This time of year, I tend to get pretty nostalgic. Each year, as I pack away my holiday decorations, I leave a note to myself for the following year. I like to write the date, how the holiday went and where I am at in my life. It’s usually about a page long.
I decorated my house for the holidays this week and there was my note to self…buried amongst my collections of holiday cheer that I’ve been collecting throughout all of my travels in years past. I read it with awe and wonderment. I couldn’t believe how unhappy I was, just one year ago and how much has changed.
If you knew me, everything on the outside would have appeared happy. Well thought out. Together. Successful. On the inside was an entirely different story. I wrote of how wonderful the holiday was, spending it with my family and actually being home. Being home was a gift. I also wrote of how unhappy I was with work and how I would quit tomorrow if I could. As I read my words, I could feel my sorrow. I was in a corporate job that owned me. 24/7/365. For years I had no personal power. No control over my schedule. I had missed every important event in my life. I missed every wedding, every birth, every death or rebirth and was expected to carry on at work and my life as if nothing happened.

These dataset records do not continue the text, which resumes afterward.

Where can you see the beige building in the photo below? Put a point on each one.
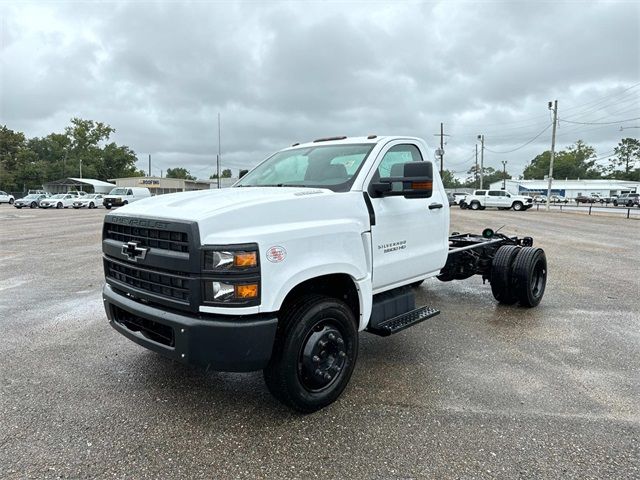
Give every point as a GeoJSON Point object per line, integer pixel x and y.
{"type": "Point", "coordinates": [161, 185]}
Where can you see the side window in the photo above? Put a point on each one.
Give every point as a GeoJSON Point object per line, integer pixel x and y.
{"type": "Point", "coordinates": [393, 161]}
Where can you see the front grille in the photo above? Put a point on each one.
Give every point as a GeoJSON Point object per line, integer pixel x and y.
{"type": "Point", "coordinates": [174, 286]}
{"type": "Point", "coordinates": [148, 328]}
{"type": "Point", "coordinates": [149, 237]}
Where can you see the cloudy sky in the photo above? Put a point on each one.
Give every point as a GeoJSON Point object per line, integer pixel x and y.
{"type": "Point", "coordinates": [280, 72]}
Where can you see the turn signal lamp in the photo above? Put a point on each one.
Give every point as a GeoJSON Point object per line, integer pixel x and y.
{"type": "Point", "coordinates": [247, 291]}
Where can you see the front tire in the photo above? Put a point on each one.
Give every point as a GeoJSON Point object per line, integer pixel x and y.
{"type": "Point", "coordinates": [314, 353]}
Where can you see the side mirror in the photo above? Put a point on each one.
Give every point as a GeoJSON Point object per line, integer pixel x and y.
{"type": "Point", "coordinates": [416, 182]}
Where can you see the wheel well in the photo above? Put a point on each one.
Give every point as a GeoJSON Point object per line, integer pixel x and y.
{"type": "Point", "coordinates": [339, 285]}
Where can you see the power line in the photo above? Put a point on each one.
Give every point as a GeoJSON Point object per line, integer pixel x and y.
{"type": "Point", "coordinates": [523, 145]}
{"type": "Point", "coordinates": [601, 123]}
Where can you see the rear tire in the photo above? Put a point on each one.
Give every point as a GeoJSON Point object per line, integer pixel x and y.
{"type": "Point", "coordinates": [529, 273]}
{"type": "Point", "coordinates": [501, 279]}
{"type": "Point", "coordinates": [314, 353]}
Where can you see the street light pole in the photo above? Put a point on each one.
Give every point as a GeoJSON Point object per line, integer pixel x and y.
{"type": "Point", "coordinates": [504, 174]}
{"type": "Point", "coordinates": [481, 138]}
{"type": "Point", "coordinates": [554, 107]}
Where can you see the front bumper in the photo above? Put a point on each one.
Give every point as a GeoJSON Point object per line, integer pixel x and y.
{"type": "Point", "coordinates": [223, 343]}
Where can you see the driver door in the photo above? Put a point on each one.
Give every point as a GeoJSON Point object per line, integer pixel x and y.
{"type": "Point", "coordinates": [410, 235]}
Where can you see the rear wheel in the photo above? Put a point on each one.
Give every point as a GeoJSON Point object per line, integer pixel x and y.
{"type": "Point", "coordinates": [314, 353]}
{"type": "Point", "coordinates": [529, 273]}
{"type": "Point", "coordinates": [501, 281]}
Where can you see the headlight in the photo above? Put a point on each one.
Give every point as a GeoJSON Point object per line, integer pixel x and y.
{"type": "Point", "coordinates": [227, 260]}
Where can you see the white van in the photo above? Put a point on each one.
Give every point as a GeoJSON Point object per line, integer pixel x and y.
{"type": "Point", "coordinates": [122, 195]}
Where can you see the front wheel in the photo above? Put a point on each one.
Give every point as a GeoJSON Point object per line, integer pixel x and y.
{"type": "Point", "coordinates": [314, 353]}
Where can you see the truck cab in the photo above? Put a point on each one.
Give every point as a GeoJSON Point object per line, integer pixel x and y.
{"type": "Point", "coordinates": [280, 272]}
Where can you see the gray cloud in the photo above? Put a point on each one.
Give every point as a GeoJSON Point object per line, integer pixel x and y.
{"type": "Point", "coordinates": [293, 71]}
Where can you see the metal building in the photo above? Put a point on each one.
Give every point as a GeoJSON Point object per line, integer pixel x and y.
{"type": "Point", "coordinates": [88, 185]}
{"type": "Point", "coordinates": [569, 188]}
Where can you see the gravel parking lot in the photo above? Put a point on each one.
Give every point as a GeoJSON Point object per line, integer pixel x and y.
{"type": "Point", "coordinates": [480, 391]}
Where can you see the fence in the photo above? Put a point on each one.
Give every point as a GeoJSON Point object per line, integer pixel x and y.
{"type": "Point", "coordinates": [595, 209]}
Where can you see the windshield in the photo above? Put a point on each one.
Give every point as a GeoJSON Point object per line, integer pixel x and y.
{"type": "Point", "coordinates": [327, 166]}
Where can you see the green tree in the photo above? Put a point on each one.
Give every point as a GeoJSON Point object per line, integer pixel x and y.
{"type": "Point", "coordinates": [11, 144]}
{"type": "Point", "coordinates": [627, 156]}
{"type": "Point", "coordinates": [577, 161]}
{"type": "Point", "coordinates": [179, 172]}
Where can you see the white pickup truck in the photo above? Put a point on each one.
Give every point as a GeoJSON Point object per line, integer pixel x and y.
{"type": "Point", "coordinates": [280, 273]}
{"type": "Point", "coordinates": [501, 199]}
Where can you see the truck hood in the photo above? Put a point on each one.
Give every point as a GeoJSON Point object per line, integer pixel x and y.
{"type": "Point", "coordinates": [236, 215]}
{"type": "Point", "coordinates": [195, 206]}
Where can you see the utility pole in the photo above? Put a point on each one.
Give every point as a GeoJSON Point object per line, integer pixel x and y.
{"type": "Point", "coordinates": [554, 107]}
{"type": "Point", "coordinates": [440, 151]}
{"type": "Point", "coordinates": [481, 138]}
{"type": "Point", "coordinates": [218, 156]}
{"type": "Point", "coordinates": [475, 182]}
{"type": "Point", "coordinates": [504, 174]}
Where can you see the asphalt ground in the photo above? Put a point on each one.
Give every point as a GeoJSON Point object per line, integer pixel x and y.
{"type": "Point", "coordinates": [480, 391]}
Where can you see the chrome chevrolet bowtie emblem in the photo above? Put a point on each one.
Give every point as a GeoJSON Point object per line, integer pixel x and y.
{"type": "Point", "coordinates": [133, 252]}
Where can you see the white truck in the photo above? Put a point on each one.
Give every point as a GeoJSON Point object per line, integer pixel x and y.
{"type": "Point", "coordinates": [500, 199]}
{"type": "Point", "coordinates": [280, 273]}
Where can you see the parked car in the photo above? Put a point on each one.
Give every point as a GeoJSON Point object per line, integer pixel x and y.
{"type": "Point", "coordinates": [32, 200]}
{"type": "Point", "coordinates": [458, 197]}
{"type": "Point", "coordinates": [90, 201]}
{"type": "Point", "coordinates": [61, 200]}
{"type": "Point", "coordinates": [120, 196]}
{"type": "Point", "coordinates": [628, 200]}
{"type": "Point", "coordinates": [503, 200]}
{"type": "Point", "coordinates": [6, 198]}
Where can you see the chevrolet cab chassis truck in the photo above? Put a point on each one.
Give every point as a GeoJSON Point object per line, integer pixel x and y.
{"type": "Point", "coordinates": [281, 272]}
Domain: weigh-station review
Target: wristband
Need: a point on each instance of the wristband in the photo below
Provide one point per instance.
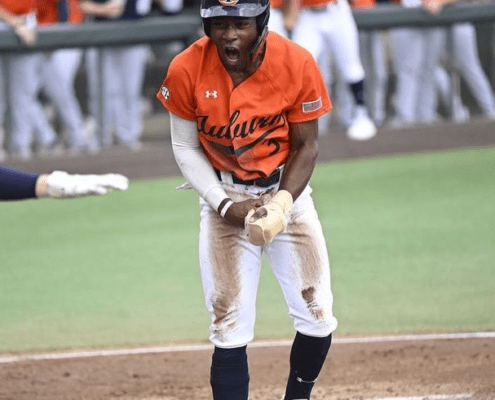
(224, 206)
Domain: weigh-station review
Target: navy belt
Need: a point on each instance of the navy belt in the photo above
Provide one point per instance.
(260, 182)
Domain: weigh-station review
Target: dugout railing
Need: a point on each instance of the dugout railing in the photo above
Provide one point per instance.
(186, 28)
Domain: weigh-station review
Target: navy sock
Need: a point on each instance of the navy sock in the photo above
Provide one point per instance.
(357, 89)
(308, 354)
(229, 376)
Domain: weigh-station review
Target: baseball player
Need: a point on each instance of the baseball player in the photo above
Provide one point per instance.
(28, 117)
(327, 27)
(22, 185)
(244, 105)
(123, 74)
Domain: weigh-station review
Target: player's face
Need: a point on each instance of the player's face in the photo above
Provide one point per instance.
(234, 38)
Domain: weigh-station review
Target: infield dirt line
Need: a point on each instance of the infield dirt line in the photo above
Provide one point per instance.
(256, 344)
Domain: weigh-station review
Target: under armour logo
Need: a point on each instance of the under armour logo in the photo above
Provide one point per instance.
(209, 94)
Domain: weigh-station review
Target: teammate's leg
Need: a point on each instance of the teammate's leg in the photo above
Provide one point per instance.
(432, 39)
(341, 33)
(230, 268)
(129, 120)
(407, 51)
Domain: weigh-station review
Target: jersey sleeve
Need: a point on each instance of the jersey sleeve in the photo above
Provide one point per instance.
(177, 90)
(312, 101)
(17, 184)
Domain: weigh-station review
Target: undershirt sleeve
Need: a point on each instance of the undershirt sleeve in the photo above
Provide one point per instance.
(17, 185)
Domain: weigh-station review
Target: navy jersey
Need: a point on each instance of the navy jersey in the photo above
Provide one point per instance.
(134, 9)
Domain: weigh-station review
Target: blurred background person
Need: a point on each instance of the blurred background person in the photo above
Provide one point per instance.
(373, 54)
(465, 60)
(28, 120)
(327, 27)
(416, 54)
(123, 74)
(22, 185)
(58, 73)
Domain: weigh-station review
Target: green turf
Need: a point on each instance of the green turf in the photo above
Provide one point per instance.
(411, 242)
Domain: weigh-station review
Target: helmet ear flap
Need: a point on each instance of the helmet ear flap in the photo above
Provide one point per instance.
(207, 26)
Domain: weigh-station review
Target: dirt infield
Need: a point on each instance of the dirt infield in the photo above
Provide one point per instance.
(450, 369)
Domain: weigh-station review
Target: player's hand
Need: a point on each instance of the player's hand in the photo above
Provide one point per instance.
(269, 220)
(27, 34)
(114, 8)
(433, 7)
(63, 185)
(237, 212)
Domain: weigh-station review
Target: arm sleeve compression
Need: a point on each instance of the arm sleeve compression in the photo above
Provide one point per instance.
(17, 185)
(193, 163)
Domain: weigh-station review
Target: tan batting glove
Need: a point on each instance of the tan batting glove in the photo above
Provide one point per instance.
(114, 8)
(27, 34)
(62, 185)
(269, 220)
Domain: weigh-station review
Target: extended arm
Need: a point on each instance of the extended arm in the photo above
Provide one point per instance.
(200, 174)
(21, 185)
(302, 159)
(268, 221)
(26, 33)
(109, 9)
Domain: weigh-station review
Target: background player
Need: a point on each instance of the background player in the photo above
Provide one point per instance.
(121, 101)
(28, 117)
(22, 185)
(327, 27)
(244, 108)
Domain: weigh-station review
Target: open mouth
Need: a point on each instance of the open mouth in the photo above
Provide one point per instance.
(232, 54)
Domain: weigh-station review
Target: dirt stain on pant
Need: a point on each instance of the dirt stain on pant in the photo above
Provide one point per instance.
(225, 261)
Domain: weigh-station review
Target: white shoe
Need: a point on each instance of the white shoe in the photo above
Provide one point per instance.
(362, 128)
(3, 155)
(21, 154)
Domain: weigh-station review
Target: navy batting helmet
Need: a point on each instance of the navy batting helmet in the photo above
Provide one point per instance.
(259, 9)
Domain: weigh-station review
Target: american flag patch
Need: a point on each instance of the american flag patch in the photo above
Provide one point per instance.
(311, 106)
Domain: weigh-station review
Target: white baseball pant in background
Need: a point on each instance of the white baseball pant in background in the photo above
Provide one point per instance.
(230, 269)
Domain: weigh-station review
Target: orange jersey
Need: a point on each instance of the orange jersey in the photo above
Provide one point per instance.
(76, 16)
(19, 7)
(303, 3)
(47, 13)
(245, 129)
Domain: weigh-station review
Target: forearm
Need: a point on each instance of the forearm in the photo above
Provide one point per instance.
(17, 185)
(299, 167)
(13, 20)
(192, 162)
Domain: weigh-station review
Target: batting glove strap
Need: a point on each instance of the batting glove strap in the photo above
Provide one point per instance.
(63, 185)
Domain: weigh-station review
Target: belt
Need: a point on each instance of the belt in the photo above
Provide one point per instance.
(260, 182)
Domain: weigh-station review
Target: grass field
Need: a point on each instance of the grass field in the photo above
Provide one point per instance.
(411, 242)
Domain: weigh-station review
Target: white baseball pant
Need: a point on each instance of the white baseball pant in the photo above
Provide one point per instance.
(230, 269)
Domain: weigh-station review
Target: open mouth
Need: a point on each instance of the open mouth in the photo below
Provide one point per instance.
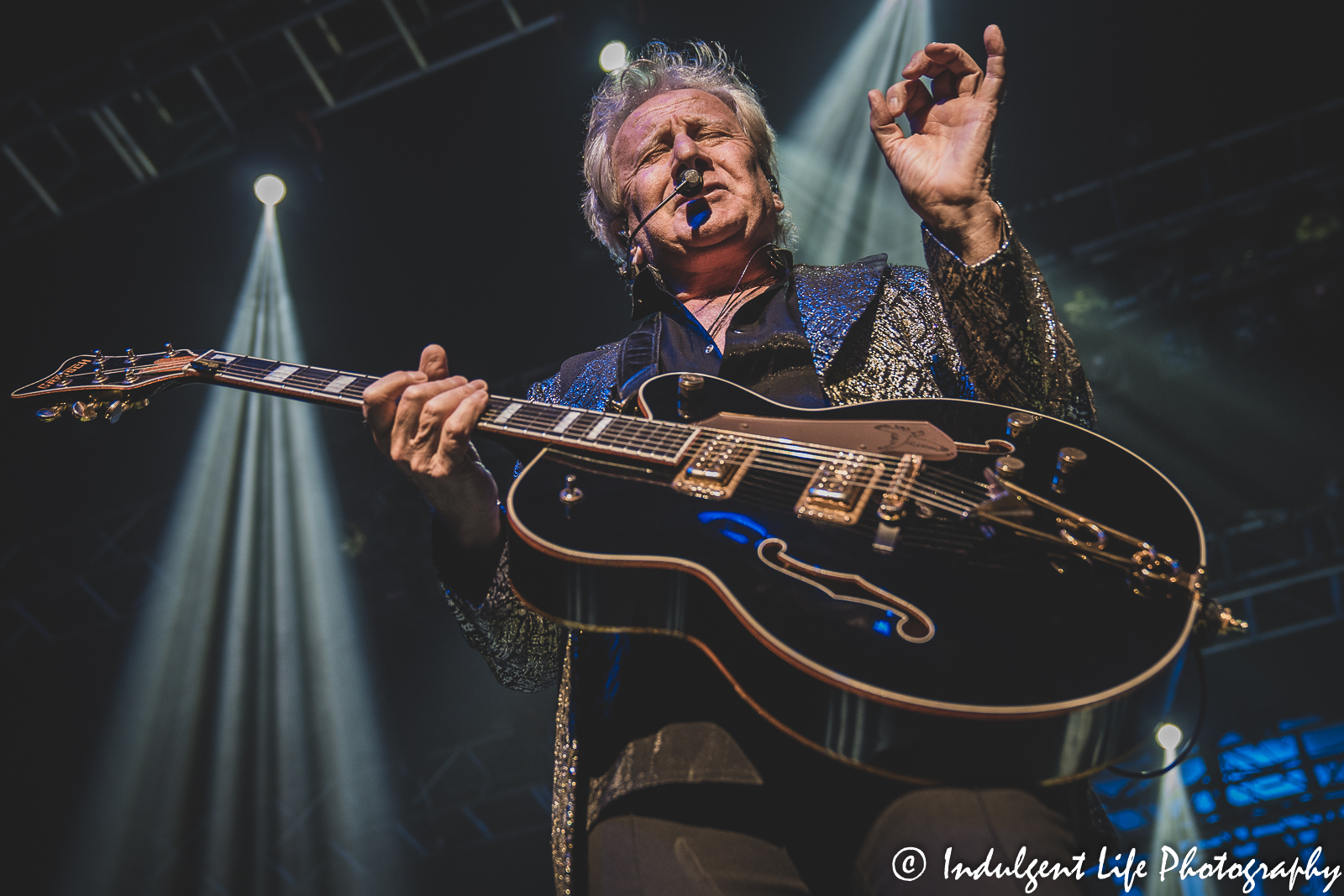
(696, 212)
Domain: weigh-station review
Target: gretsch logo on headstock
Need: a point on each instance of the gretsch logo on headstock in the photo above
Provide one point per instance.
(55, 378)
(907, 439)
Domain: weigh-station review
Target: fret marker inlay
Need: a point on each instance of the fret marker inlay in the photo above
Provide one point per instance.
(597, 429)
(339, 383)
(280, 374)
(564, 421)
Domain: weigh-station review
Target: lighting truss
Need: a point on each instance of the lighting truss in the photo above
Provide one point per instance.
(176, 101)
(1184, 191)
(1280, 571)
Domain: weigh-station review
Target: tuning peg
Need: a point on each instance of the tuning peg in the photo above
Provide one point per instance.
(87, 411)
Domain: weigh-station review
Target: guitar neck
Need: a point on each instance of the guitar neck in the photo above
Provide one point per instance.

I had a work persona and a personal persona. I know that most of us do…and that’s what I would always tell myself, “it’s ok to not be fully integrated with self, no one is, everyone runs a different work persona”. The reality is, we don’t have to. There was no way for me to be happy because I wasn’t allowed to be my Authentic Self. I was simply a mirage of me, a shell. I found that once I got back home from work, I’d need about 2-3 days to fully realign with myself again but as soon as I did, I’d be called out for another work trip and the cycle would restart. Imagine a world where we can all be fully integrated.
January 2017 was tough for me. I spent the majority of the month on work trips, crying in my hotel rooms…silently…and then smiling and laughing when I was expected to, around my work crew. My soul was hurting. What I now know is my calling had changed. My vibration didn’t match what I was doing any longer. My soul was craving to be integrated. Unfortunately, as humans we tend to not change unless we become completely uncomfortable. Well I was completely uncomfortable. I secretly had been pursuing my spiritual advancement for years now. A side that I’d never be able to show my work persona. The day came where I just said enough is enough. I couldn’t keep this charade up. I couldn’t keep living on someone else’s time frame and schedule, no matter how much I was getting paid. I got home from a work trip and I just knew I could never go back. I couldn’t go back to a life where I didn’t own my personal boundaries, I barely even owned my soul.
I took a leap of faith and honored my soul. I’ve never been happier! I am able to honor my soul and my Earth Plane Body and truly integrate the two. I’m able to authentically say who I am in mind, body and spirit and not be ashamed of it or scared I won’t get hired to work this plane or that plane if they “knew” I was a spiritual person. The days are gone where I have a very cushy salary paycheck landing in my account every two weeks but the benefits of being able to live my life how I want to live far outweigh any financial stress. When you have faith, you just know that you are provided for. I’ve never worked so hard before in my life but I’ve also never felt so myself. Where I welcome this change for the exchange of my personal freedom.
On a day like today where my entire County, Ventura County, CA is up in flames and we are seeing more devastation than we have ever seen, I’m thankful to know that I can be here. Be home. Look out for my neighbors and community and lend them a hand if they need it. This time last year, I would have gotten a phone call from my billionaire boss saying, “let’s get the hell out of here, I can’t take this” and I would have had to fight my way through closed highways, devastation, fires and high winds to get to that damn airplane on time so he could have some fresh air and run from his life.
So as I look back on my “year in review” it’s the little things that I have so much value in. I’m thankful to be here, right now, fighting this devastation out. Assisting where I can. It’s being home every night and actually having a routine. I remember the first moment when my beloved bulldog Luna actually started letting me know she was hungry at the same time, every night and I was able to provide her this routine, it brought tears to my eyes. We had never had that before. It’s cozying in at night and actually knowing what’s on TV. Being able to buy groceries for a week at a time and not having them go to waste. Picking my mail up every day. Harbor cruising with Luna and my parents every Sunday. I was able to have a birthday dinner with my niece this past Tuesday. It’s these little things that I am flourishing in and finding the most happiness in! I am BLESSED to teach 3 days per week and be there for my students and clients. I feel SO BLESSED.
I love that life has these chapters. Showing us how much we have evolved even when we are not aware of it. Allowing us to see the beauty in all life, even in devastation. As a Phoenix burns to the ground, it always emerges even more beautiful and stronger than before.